Je ne sais pas si on peut appeler ça de l'ironie mais c'est au moment où je voulais tout arrêter qu'on m'a planté comme un mouton, à 14h52, à 3 minutes de la récréation. Je n’ai même pas pu boire mon Red Bull. Mon cœur me fait mal. J'ai peur de n'être plus qu'un reportage de 2 minutes, demain au JT. J'imagine cette bande de ploucs qui portent une fleur devant la grille de l'établissement. Mes collègues révoltés par la violence, certains sincères, leur droit de retrait pour faire pression sur le gouvernement qui fera semblant de découvrir "une situation grave pour notre société". La police trouvera peut-être la vermine qui m'a poignardé par vengeance. Un pauvre jeune de banlieue d'une quinzaine d'années qui a connu une enfance difficile. On le gardera quelques jours puis il sera libre. Tout le monde oubliera ce fait divers. Tout le monde m'oubliera. Je crois que c'est ma belle Estelle qui me parle. Je sens ses mains sous ma nuque. Quitte à crever dans une classe pourrie de banlieue, autant mourir près du corps de celle que j'ai le plus aimée. Tout est noir désormais. Je garde un goût de sang pâteux dans ma bouche.

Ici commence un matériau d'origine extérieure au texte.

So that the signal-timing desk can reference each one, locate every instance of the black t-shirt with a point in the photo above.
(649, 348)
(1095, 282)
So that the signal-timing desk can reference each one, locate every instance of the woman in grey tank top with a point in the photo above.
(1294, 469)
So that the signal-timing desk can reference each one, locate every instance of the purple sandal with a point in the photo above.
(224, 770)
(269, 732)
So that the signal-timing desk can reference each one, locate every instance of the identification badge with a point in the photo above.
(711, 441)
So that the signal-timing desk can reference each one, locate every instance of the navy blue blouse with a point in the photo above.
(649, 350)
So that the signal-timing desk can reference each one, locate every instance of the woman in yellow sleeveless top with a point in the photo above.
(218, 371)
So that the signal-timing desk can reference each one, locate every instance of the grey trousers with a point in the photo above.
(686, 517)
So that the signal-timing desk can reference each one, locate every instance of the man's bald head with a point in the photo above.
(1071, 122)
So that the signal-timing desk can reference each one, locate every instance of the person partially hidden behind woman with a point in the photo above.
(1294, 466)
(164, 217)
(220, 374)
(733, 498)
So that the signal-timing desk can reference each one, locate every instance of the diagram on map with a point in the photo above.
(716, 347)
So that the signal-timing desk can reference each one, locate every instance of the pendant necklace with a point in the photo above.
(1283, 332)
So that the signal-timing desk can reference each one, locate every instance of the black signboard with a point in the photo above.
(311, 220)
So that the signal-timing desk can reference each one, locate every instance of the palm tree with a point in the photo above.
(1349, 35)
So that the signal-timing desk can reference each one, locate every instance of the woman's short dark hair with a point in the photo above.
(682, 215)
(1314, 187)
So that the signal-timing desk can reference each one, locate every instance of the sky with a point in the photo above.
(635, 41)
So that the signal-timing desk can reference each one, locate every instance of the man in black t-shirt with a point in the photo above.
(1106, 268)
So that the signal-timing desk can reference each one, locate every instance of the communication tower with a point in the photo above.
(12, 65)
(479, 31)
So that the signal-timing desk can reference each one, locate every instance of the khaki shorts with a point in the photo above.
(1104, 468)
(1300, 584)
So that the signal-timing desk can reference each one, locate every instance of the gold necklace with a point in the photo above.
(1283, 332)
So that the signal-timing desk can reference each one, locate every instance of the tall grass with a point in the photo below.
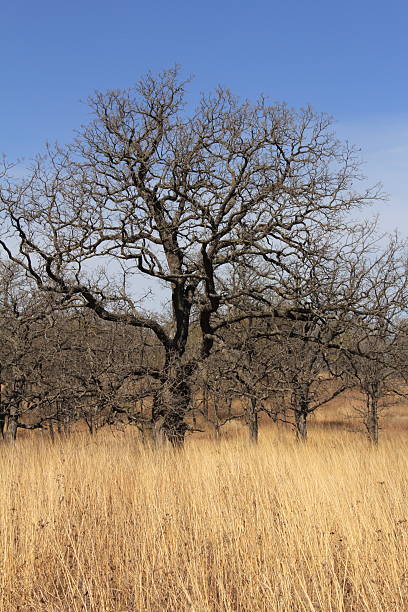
(107, 525)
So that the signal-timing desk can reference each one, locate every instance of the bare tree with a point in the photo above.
(146, 191)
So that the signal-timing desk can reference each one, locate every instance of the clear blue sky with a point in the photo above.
(348, 58)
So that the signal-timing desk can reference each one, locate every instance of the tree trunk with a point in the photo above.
(253, 421)
(301, 424)
(51, 431)
(170, 408)
(372, 420)
(2, 423)
(12, 426)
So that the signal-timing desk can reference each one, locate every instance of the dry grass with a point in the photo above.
(107, 525)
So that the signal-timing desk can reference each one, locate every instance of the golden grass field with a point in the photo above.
(105, 524)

Je crois bien que j'ai retrouvé l'amertume et le désespoir de mes premières années.
Je veux qu'on me sauve mais mon mépris des autres reste pourtant intact. Je ne regrette rien. Je ne regrette pas d'avoir fait l'amour avec l’une de mes élèves. Elle non plus d'ailleurs. Ma dernière semaine n'avait pas un goût de chiottes pour une fois. C’était une bonne semaine. Dommage. Le week-end s’annonçait bien. Je vous demande pardon.

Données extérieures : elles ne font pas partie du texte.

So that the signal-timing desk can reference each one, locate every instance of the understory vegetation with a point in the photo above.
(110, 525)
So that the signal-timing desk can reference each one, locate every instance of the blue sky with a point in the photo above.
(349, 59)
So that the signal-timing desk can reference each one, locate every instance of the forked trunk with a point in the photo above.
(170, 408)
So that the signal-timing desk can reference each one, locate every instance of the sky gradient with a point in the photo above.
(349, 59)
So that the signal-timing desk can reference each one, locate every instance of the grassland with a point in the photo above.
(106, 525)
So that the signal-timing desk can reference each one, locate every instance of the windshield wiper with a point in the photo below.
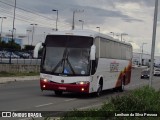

J’ai peur ; je perds mon sang ; je perds toutes mes convictions ; tout ceci n’a aucun sens ; mon cœur s’arrête.
Professeur, héros, bandits, soldats… Charmeurs, salauds, nantis ou chats, lorsque nous quittons notre corps, nous sommes tous égaux devant la mort.

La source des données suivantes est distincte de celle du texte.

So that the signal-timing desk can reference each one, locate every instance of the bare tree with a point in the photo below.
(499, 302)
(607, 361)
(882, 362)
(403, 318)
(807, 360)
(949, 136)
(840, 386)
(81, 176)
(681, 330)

C’était une nouvelle gorgée d’amertume, sans prétention, qui devait consacrer ma fin de carrière dans l’anonymat la plus total. J’en terminais avec l’ambition des sans-talents, avec une pointe d’ironie. J’acceptais une certaine idée de moi-même comme on accepte une certaine idée de la France. Sans hypocrisie. Avec respect. Une vision accablante de ce que j’aurais pu devenir si mon âme avait été corrompue. Mais il y avait du bon en moi. Ceci restera une fiction. Une simple histoire d’écrivain amateur. Et, avec les prochains évènements, le début de la guérison.